Quantity: optimize AI models to reduce their cost

With our partner Salesforce, unify sales, marketing and customer service. Accele your growth!

Definition of quantity

Quantity is a technique to Reduce digital accuracy of calculations Carried out by an AI model, which decreases its memory consumption and accelerates its execution without significant loss of performance.

Why is quantity crucial?

  • She reduces calculation power requirements without altering the quality of the results.
  • It allows you to perform models on Less powerful deviceslike smartphones.

Quantity

  • Passage from FP32 to int8 : replace the values ​​in 32 floating bits (FP32) by values ​​in 8 whole bits (int8).
  • Dynamic quantity vs static : Adapt the accuracy according to use to avoid loss of quality.

Concrete examples

🔹 Mistral 7b and Gemma 7b : Use quantity to compete with larger models.
🔹 Meta Llama 2-Chat : offers quantified versions to facilitate less powerful GPU inference.

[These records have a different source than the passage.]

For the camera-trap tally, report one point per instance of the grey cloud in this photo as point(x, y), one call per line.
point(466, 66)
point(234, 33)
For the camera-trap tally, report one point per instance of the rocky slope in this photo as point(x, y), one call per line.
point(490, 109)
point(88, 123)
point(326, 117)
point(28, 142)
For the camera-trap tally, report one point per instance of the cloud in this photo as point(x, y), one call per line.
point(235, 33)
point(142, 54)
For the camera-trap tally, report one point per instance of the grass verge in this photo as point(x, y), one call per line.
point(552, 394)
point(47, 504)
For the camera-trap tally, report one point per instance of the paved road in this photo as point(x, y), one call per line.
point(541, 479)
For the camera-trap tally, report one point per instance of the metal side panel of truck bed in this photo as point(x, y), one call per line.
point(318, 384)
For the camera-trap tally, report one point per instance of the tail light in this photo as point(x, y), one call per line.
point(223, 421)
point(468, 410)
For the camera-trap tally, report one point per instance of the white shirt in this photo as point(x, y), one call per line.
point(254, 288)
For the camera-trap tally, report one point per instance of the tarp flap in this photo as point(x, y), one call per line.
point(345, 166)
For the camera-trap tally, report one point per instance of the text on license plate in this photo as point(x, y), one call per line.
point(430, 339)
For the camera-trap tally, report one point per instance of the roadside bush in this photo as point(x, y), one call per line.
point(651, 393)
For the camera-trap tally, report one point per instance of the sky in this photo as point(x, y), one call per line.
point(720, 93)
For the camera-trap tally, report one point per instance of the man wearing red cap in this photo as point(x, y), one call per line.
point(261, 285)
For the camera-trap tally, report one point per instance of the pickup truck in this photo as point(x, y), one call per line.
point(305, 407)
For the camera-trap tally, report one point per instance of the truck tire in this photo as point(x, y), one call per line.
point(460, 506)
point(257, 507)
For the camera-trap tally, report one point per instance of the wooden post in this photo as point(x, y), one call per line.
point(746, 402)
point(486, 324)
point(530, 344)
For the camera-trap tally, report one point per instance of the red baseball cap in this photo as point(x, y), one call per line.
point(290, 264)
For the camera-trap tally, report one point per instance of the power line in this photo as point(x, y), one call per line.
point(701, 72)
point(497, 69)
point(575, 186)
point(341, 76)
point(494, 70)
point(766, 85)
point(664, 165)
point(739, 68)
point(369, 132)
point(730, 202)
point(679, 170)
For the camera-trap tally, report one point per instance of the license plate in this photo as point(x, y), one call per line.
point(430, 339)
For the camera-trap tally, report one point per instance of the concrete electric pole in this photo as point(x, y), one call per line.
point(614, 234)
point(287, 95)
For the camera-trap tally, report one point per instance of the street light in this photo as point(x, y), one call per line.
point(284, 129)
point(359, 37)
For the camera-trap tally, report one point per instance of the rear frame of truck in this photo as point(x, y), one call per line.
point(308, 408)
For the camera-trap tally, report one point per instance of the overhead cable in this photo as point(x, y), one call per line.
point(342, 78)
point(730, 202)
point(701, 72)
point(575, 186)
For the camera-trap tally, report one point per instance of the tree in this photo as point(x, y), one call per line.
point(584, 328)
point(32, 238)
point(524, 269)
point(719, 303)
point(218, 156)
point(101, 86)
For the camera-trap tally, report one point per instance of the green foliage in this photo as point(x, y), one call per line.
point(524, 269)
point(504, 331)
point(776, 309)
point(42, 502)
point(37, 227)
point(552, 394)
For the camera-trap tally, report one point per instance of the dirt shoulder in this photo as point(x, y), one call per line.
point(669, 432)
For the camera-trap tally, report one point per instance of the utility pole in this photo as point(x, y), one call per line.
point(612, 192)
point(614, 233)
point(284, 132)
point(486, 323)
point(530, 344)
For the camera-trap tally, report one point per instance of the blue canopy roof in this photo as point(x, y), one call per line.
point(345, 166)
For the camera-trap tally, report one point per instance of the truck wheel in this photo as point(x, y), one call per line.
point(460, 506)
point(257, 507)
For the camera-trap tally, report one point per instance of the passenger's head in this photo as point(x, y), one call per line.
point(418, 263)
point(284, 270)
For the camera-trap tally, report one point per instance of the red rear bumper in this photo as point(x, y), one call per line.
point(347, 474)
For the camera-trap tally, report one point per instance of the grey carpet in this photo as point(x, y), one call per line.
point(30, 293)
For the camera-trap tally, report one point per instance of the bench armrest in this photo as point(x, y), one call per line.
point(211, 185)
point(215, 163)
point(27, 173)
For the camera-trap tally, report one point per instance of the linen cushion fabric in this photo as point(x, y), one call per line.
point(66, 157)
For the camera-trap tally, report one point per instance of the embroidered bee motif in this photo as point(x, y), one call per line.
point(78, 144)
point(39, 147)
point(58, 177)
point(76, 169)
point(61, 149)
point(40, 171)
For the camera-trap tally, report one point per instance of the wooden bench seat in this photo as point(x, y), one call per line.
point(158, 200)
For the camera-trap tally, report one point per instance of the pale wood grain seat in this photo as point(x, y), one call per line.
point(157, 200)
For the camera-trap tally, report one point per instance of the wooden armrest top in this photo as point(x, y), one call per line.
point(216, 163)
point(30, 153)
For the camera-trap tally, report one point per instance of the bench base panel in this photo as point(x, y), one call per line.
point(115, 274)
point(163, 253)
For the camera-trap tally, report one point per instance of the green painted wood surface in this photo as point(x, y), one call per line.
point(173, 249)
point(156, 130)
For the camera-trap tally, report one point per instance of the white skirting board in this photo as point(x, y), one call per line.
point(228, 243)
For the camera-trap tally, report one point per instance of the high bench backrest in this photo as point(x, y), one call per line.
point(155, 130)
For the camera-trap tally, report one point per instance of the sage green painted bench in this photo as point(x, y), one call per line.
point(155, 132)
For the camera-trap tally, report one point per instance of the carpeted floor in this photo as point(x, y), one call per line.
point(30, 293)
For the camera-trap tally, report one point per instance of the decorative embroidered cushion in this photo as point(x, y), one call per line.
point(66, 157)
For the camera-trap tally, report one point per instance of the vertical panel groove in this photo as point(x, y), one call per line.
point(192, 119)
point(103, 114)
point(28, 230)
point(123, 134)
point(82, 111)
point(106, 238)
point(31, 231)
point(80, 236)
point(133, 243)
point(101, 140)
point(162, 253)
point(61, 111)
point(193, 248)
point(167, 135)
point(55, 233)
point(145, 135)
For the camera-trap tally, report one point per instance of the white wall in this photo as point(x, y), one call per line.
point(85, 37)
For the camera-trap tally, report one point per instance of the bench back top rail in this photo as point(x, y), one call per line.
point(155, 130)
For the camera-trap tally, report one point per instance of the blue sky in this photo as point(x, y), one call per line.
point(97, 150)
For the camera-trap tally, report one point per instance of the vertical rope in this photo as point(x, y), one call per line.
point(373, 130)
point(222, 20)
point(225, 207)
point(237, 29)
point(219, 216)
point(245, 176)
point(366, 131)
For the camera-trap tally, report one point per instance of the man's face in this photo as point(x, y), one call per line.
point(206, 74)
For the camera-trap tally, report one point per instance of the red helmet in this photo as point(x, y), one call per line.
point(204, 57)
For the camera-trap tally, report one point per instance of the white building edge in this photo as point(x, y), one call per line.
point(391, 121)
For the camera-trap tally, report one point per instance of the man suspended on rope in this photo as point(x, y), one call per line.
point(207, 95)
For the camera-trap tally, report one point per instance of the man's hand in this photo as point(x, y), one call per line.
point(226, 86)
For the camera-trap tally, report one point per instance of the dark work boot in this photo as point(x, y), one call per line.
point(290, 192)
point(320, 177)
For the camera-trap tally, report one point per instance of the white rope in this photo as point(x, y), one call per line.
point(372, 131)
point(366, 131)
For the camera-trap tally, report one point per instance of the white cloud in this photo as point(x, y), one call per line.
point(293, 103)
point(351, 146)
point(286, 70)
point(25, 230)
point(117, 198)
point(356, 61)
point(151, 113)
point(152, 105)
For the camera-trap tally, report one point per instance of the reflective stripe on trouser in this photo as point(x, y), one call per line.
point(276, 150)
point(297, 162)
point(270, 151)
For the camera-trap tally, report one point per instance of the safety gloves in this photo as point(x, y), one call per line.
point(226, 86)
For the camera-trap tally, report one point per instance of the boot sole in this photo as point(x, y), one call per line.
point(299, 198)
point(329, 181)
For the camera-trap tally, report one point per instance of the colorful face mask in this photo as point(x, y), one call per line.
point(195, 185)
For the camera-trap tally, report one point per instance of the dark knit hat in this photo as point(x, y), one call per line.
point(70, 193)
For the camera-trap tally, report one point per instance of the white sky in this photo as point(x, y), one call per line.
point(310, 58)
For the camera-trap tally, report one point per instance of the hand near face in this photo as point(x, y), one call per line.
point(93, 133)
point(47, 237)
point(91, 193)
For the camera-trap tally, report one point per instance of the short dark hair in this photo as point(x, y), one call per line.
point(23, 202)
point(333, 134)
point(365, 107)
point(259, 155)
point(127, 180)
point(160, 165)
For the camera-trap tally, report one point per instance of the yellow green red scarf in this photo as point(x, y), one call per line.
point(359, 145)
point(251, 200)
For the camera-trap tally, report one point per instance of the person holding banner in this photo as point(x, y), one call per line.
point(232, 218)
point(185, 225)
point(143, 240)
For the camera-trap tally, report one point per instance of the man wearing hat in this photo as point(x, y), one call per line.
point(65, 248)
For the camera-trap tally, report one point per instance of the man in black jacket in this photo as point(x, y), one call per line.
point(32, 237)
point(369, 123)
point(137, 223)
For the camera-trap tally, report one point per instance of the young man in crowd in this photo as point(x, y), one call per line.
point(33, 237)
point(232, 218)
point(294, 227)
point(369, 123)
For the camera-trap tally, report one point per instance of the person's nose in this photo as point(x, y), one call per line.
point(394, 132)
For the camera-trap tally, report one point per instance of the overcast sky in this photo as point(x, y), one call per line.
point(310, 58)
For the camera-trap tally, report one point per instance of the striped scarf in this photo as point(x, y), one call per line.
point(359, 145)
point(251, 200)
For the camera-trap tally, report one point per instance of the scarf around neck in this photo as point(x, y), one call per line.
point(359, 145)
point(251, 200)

Benefits and challenges of quantity

Benefits Challenge
🚀 Faster execution ❗ Risk of loss of precision
🔋 Reduced energy consumption ⚙️ requires careful adjustment
📱 Possible mobile deployment 🔄 Compatibility with certain limited architectures

The future of quantity

Hybrid techniques Combining quantity and sparsity.
Unified standards To facilitate integration on all hardwares.
Large adoption on mobile and edge computing For on -board AI.